Effects of ion temperature anisotropy on the interhemispheric plasma transport during plasmaspheric refilling

Effects of temperature anisotropies on the early stage refilling of the outer plasmasphere are studied by solving an appropriate set of hydrodynamic equations. The anisotropies result from the supersonic outflows from the conjugate ionospheres and from the perpendicular ion heating in the equatorial region. The equatorial ion heating affected by wave‐particle interaction is included phenomenologically. Even for the equatorial heating associated with moderate wave levels, the mirror force on the flows severely limits the interhemispheric plasma exchange.

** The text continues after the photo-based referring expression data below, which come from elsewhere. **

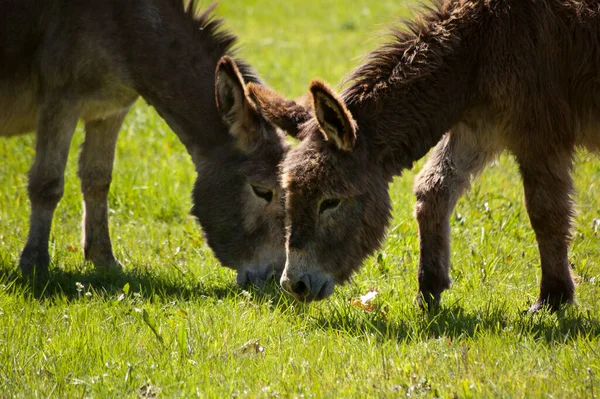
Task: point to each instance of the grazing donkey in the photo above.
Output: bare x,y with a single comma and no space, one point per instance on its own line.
65,60
475,77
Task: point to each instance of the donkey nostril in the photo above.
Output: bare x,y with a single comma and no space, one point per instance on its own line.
300,288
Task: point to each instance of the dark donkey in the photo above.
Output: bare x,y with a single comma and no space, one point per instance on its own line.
65,60
520,75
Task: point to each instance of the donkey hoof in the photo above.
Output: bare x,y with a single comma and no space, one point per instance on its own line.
110,265
553,303
428,301
104,261
33,263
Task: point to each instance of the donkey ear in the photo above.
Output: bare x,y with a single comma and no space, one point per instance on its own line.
334,119
286,114
230,93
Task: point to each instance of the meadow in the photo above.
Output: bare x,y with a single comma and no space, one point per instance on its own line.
176,325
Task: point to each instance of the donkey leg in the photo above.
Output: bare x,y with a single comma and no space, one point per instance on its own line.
95,172
445,177
56,125
548,188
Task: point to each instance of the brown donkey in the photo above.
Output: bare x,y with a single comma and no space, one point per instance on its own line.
65,60
475,77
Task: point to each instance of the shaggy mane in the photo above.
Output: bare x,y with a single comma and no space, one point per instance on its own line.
416,50
209,30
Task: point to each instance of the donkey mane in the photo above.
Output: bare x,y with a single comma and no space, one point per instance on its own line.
209,31
402,59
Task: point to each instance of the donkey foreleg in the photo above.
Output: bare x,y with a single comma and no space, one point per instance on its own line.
445,177
95,171
548,188
56,124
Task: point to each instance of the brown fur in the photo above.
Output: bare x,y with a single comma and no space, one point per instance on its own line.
66,60
475,77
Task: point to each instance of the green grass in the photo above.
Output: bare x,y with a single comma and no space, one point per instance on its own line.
175,324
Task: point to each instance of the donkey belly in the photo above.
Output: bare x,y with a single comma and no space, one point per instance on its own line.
18,108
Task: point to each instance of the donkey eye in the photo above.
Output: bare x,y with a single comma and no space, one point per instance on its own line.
330,203
263,193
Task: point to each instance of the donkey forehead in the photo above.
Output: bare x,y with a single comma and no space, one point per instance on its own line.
306,171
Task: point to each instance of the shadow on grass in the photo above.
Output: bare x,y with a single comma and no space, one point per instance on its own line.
145,282
449,321
455,322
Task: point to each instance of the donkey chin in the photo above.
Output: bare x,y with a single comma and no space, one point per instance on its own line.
304,282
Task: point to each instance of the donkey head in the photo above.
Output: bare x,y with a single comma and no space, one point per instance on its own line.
336,200
237,196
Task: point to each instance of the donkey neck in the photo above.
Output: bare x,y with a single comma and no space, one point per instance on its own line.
172,57
413,90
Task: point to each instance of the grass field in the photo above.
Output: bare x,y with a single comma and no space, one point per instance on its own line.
176,325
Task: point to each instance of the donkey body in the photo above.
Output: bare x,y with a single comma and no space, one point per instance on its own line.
472,78
66,60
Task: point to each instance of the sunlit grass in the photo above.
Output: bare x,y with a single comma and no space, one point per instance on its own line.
174,324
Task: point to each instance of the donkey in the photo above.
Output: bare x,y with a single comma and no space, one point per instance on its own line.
472,78
66,60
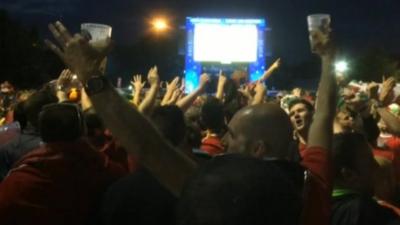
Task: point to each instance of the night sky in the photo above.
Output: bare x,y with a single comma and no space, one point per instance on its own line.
358,25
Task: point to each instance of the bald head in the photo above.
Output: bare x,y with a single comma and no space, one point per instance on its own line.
260,130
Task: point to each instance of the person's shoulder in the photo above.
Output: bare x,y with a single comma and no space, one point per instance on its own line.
360,209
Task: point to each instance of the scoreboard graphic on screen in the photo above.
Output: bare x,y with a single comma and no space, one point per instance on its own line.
224,41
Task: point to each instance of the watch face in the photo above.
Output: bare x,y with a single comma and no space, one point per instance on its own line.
95,84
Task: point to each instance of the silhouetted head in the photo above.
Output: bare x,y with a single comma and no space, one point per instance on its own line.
237,189
353,162
171,122
262,130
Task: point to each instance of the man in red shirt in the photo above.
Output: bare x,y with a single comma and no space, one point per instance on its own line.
266,134
62,181
212,118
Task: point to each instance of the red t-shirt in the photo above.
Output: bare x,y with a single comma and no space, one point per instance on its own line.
212,145
392,152
318,186
59,183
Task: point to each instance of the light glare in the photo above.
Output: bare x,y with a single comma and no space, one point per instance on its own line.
341,67
160,24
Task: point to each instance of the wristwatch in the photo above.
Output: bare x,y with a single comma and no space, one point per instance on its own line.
96,84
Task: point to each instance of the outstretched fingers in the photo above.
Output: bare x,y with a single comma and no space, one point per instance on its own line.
64,33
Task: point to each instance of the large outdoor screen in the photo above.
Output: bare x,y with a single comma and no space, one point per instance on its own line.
225,42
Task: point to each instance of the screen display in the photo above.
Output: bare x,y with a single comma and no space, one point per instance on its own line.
225,43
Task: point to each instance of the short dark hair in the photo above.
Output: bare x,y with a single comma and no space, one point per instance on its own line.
212,115
171,122
296,101
61,122
344,150
237,189
33,105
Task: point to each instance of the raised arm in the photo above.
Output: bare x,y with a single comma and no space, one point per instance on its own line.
135,132
220,87
187,101
171,87
151,95
63,81
259,95
137,85
321,128
270,70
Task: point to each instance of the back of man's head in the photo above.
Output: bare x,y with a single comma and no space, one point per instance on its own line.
306,103
237,189
171,122
33,105
353,162
62,122
263,124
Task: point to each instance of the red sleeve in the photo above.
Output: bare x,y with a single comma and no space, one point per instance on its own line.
24,199
318,186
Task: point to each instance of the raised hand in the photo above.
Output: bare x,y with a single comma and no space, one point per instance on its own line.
171,86
175,96
221,79
260,87
152,76
245,91
386,93
137,82
64,79
276,64
259,95
82,58
204,79
183,85
271,69
372,90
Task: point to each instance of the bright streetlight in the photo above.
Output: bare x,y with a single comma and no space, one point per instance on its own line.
160,24
341,66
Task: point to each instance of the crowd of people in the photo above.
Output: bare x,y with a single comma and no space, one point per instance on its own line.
77,152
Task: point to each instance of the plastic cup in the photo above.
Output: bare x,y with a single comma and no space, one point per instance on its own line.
318,28
97,31
318,22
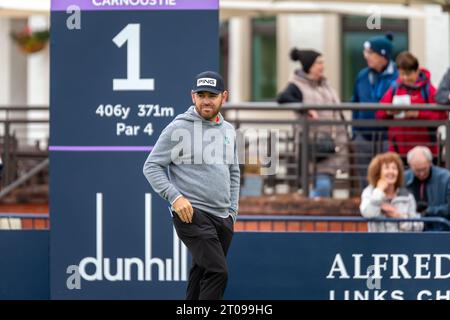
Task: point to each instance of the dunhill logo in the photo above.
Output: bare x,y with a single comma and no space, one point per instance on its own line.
171,269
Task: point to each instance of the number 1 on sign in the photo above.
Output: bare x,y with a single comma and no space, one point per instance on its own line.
131,34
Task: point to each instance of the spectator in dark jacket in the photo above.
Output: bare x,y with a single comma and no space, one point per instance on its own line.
309,85
430,186
371,84
443,93
413,86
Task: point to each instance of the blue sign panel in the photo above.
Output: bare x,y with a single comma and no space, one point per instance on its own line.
120,72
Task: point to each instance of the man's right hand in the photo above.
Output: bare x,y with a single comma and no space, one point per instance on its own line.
184,209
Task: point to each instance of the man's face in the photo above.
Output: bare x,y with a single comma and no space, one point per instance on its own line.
374,60
420,166
208,104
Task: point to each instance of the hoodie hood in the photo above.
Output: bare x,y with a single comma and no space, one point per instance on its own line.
192,115
302,76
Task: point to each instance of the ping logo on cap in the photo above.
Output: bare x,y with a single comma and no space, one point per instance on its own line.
206,82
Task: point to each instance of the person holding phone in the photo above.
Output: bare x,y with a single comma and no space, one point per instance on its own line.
385,196
413,86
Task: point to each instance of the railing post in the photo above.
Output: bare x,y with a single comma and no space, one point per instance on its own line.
447,145
304,154
6,155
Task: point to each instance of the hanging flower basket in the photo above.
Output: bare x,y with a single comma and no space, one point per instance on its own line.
31,41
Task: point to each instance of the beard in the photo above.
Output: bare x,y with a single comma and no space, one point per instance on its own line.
208,112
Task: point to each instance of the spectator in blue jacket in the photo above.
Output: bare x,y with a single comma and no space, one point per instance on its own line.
370,86
430,186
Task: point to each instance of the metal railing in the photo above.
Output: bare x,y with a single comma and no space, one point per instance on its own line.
243,116
24,133
323,223
24,221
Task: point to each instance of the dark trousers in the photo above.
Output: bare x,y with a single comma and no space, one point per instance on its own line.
207,238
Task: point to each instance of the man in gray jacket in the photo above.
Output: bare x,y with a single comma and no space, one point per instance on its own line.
194,166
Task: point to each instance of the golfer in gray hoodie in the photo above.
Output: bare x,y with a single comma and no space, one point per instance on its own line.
194,166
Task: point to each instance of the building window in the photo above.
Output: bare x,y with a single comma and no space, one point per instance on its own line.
354,34
264,59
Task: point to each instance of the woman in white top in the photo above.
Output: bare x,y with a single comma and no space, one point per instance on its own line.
385,197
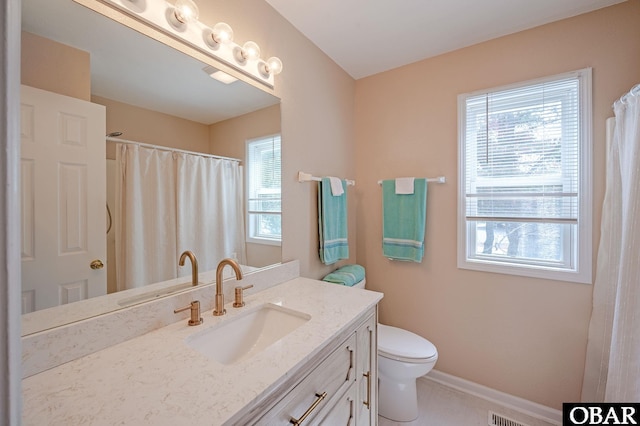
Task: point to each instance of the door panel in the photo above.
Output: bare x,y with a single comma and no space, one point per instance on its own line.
63,199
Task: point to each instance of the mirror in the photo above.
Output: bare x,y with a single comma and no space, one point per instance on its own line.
133,72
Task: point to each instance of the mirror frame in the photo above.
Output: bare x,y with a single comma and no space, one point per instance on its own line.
66,314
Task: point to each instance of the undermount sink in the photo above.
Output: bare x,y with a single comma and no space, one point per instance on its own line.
249,333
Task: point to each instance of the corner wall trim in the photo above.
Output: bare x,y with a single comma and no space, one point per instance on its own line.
524,406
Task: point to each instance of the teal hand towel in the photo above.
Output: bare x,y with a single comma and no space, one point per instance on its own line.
403,221
348,275
332,223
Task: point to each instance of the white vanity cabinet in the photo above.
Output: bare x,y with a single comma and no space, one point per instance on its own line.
338,387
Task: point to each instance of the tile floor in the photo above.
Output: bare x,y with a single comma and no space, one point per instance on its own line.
443,406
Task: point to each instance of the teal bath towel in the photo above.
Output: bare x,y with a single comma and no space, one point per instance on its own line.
348,275
332,223
403,221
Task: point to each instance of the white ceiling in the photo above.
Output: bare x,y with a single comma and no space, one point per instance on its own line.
129,67
366,37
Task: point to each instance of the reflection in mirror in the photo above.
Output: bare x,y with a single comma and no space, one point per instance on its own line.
152,94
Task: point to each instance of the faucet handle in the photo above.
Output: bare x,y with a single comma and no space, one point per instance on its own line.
195,312
239,296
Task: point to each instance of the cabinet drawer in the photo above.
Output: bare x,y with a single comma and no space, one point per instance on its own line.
342,413
333,376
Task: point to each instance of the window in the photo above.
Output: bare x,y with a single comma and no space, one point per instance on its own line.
525,179
264,201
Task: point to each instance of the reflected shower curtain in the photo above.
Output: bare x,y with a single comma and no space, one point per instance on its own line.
210,218
145,216
612,371
169,202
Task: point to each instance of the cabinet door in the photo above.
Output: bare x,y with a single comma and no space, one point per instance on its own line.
321,388
367,372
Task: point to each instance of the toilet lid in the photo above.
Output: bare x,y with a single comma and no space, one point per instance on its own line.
398,343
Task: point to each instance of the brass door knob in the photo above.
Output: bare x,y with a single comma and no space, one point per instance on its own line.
96,264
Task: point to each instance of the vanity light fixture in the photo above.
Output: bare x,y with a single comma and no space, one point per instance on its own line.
272,66
184,12
221,76
220,33
179,20
249,51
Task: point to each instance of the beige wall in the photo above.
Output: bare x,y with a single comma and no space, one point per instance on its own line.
144,125
228,138
55,67
526,337
317,110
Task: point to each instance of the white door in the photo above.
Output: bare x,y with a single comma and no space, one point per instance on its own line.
63,172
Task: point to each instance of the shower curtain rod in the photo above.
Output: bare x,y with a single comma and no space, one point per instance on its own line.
164,148
635,90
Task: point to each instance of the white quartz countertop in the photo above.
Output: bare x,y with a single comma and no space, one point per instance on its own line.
158,379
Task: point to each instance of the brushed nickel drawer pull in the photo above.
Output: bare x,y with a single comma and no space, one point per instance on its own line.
350,412
350,363
299,421
368,376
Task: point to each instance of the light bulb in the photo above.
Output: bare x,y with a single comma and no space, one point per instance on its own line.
186,11
274,65
222,33
250,50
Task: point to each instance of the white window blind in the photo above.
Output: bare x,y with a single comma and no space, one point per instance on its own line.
525,176
264,201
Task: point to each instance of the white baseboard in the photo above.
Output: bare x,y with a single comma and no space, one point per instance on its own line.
524,406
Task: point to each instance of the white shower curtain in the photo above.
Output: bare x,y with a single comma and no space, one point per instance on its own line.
145,216
169,202
210,219
612,371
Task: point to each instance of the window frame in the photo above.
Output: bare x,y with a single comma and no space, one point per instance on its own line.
250,214
581,272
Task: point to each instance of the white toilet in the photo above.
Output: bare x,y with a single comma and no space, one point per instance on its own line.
402,357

The temporal evolution of the flow developing in an empty flux tube is characterized by: (1) supersonic plasma outflows from the conjugate ionospheres, (2) reflections of the flows by the mirror force as they begin to penetrate into the opposite hemispheres, (3) formation of shocks in the reflection region and (4) propagations of the shacks to the ionospheres of the origins of the flows. In the quasi‐steady state when flow completely subsides, the density distribution in the flux tube shows distinctive large‐scale features, determined by the balance between electric, pressure and anisotropy forces. The latter force becomes significant in a broad equatorial region where Tt > > Tp and also at relatively high geomagnetic latitudes where Tt < < Tp; Tt and Tp are the perpendicular and parallel ion temperatures, respectively. The force balance at high latitudes keeps the flux tube far from completely filled with minimum density < 10−1n0, where n0 is the ionospheric density. The equatorial ion population with Tt > > Tp is found to be similar to the trapped ions observed from satellites.